Fehlidentität statt Gefahr – Was denken Sie dazu?

„Ihr habt bestimmte Spielzeuge, bei denen schon die Beschaffenheit des Gegenstands in der Tasche … manchmal nur die Nähe zu etwas anderem in der Tasche … kann wirklich Dinge verzerren“, sagte Connor‑Findley. „Wir stoßen definitiv auf Haushaltsgegenstände, viele verschiedene Dinge, die wie andere Dinge aussehen“, fügte die TSA‑Beamtin hinzu. „Aber es ist großartig für alle, die in diesen Flug einsteigen, dass es einfach eine Packung Cornflakes war.“ „Was denken Sie dazu? Hinterlassen Sie einen Kommentar.“

Fehlidentität statt Gefahr – Was denken Sie dazu?

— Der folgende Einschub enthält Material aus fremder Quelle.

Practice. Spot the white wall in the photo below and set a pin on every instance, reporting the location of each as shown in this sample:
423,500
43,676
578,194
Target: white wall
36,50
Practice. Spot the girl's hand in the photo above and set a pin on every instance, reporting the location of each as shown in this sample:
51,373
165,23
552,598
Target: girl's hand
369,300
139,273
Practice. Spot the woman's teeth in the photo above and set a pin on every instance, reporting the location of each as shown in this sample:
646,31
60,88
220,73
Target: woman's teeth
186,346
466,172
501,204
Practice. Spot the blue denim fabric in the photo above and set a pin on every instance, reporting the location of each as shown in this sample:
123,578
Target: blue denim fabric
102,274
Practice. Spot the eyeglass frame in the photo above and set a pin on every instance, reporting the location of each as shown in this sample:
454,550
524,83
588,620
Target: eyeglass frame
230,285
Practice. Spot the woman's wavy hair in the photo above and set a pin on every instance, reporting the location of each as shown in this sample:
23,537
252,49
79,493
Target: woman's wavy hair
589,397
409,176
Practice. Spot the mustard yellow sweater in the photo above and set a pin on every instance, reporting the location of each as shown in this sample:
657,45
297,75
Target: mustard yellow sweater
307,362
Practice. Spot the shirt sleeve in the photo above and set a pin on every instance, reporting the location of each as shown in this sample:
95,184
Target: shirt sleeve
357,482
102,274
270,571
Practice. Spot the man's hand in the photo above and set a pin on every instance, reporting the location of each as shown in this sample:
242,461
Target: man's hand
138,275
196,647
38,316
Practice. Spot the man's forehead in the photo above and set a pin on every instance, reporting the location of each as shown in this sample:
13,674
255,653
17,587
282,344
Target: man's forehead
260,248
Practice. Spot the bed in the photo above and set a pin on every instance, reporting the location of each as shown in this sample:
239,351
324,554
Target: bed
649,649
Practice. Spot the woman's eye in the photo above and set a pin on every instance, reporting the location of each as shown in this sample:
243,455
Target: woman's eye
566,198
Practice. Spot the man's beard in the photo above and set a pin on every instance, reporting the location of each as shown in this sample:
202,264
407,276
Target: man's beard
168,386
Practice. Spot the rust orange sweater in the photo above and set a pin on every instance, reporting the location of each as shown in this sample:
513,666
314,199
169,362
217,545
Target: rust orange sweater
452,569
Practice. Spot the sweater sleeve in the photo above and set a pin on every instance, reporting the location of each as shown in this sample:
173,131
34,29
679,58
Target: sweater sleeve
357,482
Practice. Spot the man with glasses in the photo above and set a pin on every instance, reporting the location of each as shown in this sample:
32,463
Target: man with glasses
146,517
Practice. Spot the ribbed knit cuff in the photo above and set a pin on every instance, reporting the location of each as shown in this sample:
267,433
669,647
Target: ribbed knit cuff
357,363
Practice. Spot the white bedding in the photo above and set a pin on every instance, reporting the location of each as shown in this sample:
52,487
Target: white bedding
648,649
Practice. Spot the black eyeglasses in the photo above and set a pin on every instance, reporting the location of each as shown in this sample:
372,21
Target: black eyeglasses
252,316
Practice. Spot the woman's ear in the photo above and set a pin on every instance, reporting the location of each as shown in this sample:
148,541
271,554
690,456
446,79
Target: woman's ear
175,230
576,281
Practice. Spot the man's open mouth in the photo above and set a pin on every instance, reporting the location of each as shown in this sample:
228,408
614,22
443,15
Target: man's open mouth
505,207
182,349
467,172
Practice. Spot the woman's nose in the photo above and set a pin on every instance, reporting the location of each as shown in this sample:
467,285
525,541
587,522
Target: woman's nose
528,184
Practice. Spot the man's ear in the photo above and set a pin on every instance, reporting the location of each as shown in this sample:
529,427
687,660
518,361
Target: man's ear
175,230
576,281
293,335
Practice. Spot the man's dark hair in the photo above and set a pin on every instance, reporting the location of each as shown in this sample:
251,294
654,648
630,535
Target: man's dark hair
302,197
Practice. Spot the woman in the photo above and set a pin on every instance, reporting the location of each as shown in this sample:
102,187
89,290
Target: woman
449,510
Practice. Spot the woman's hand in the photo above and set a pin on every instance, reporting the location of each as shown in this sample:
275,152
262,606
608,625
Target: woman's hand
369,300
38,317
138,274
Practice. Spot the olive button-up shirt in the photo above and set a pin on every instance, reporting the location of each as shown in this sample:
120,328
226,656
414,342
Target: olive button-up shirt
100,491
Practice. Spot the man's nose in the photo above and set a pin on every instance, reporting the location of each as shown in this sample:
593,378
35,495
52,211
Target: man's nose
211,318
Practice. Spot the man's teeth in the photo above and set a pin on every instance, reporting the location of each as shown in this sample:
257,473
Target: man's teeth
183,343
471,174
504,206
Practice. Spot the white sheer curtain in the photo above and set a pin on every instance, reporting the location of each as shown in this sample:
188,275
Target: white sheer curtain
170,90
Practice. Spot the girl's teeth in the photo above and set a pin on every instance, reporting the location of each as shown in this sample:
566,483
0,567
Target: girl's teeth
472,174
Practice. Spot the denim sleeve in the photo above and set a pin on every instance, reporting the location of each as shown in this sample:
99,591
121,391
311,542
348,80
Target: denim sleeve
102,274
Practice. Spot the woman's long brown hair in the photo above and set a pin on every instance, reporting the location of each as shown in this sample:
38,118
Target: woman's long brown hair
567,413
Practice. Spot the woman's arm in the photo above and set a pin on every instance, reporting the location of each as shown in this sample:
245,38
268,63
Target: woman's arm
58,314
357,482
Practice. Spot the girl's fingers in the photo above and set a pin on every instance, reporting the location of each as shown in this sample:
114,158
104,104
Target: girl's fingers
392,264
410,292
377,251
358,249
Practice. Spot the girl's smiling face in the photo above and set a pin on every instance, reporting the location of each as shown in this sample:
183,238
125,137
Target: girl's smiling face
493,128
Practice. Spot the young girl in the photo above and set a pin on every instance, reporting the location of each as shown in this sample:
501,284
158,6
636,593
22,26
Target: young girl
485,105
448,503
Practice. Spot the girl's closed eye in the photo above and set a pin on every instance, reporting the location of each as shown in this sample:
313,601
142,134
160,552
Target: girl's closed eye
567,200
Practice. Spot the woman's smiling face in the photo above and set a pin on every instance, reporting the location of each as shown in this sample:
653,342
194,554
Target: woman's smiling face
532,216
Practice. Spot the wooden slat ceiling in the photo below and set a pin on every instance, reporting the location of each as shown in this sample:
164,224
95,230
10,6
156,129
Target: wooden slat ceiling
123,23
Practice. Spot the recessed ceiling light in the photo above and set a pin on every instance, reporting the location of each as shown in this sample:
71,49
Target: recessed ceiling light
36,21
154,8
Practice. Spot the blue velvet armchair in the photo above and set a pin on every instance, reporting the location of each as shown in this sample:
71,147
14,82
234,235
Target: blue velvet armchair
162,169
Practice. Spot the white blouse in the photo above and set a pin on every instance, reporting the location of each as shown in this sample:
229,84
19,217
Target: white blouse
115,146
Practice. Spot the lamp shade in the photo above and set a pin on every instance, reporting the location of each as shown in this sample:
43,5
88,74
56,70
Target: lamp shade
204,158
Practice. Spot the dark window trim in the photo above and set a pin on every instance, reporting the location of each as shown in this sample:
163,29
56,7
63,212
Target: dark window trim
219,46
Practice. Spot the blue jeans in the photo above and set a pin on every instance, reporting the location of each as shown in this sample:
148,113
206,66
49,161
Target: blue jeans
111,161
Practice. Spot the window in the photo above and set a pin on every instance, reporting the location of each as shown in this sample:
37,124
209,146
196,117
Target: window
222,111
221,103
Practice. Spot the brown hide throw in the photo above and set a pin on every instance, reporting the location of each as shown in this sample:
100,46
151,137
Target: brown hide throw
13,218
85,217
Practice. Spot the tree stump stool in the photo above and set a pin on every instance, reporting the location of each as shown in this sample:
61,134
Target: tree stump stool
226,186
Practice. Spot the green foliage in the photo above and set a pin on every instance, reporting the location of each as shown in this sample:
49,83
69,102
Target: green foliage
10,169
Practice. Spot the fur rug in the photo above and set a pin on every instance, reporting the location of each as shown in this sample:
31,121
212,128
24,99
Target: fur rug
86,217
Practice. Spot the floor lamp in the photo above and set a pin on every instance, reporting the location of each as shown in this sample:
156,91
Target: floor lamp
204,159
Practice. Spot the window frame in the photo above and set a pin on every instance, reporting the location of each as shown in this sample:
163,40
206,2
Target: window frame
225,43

Dialoge, Skepsis und die Sicherheitstheater‑Debatte

„Share your stance. Please adhere to our“ … die Diskussionen gehen weiter. In einem persönlichen Kommentar schildert jemand: „Meine Enkelin hat so ein Schalter-Spielzeug. Da kann ich mir vorstellen, wie es im Röntgengerät aussieht. Das würde ich wahrscheinlich in den Einkaufskorb legen statt in die Tasche.“ „Besser noch, lass es zu Hause. Es gibt genug andere Spielzeuge, die man an Bord bringen kann, die kein Panik verursachen.“ Also das Thema: „So stolperte die TSA über eine Waffe in einem Gitarrenkoffer. Großes Ding, auch ein blindes Schwein findet ab und zu ein paar Eicheln.“ „Die TSA liefert keine Sicherheit, sie betreibt ‚Security Theater‘. Für die Masse sieht es so aus, als würden sie etwas Sinnvolles tun.“ „Wenn die TSA so gut ist, warum dann zu den Gates bei ElAl in NY und Conti…“ „Dies! Es ist die Illusion von Sicherheit.“ Wer überprüft in der Zwischenzeit die Flugzeug‑Mahlzeiten‑Lieferungen? Wer kontrolliert Startpersonal und Flugbegleiter – viele davon heute Auftragnehmer? Wer überprüft die Prüfer, denn es scheint eine Menge zu geben… „Ich vermute, dass keiner der Messer‑Träger versucht hat, es mit Gibbs’ Regel Nr. 9 zu erklären: „Always carry a knife“?“

Dialoge, Skepsis und die Sicherheitstheater‑Debatte

Abschluss: Gespräche über Sicherheit und Cash-Lawinen

Ich erinnere mich an Episode 1 der Serie von 2003, in der Gibbs und Tony von einem TSA‑Agenten geprüft wurden: Tony erklärte… „Sie haben nie Millionen von Dollar in BAR-Geldern gestoppt, die in Koffern am Minneapolis International Airport nach Somalia gegangen sind.“ „Millionen und Millionen an Bargeld, die in den letzten Jahren aus Minnesota verschickt wurden.“ Aber besser nicht versuchen, diese Flasche Wasser mitzunehmen.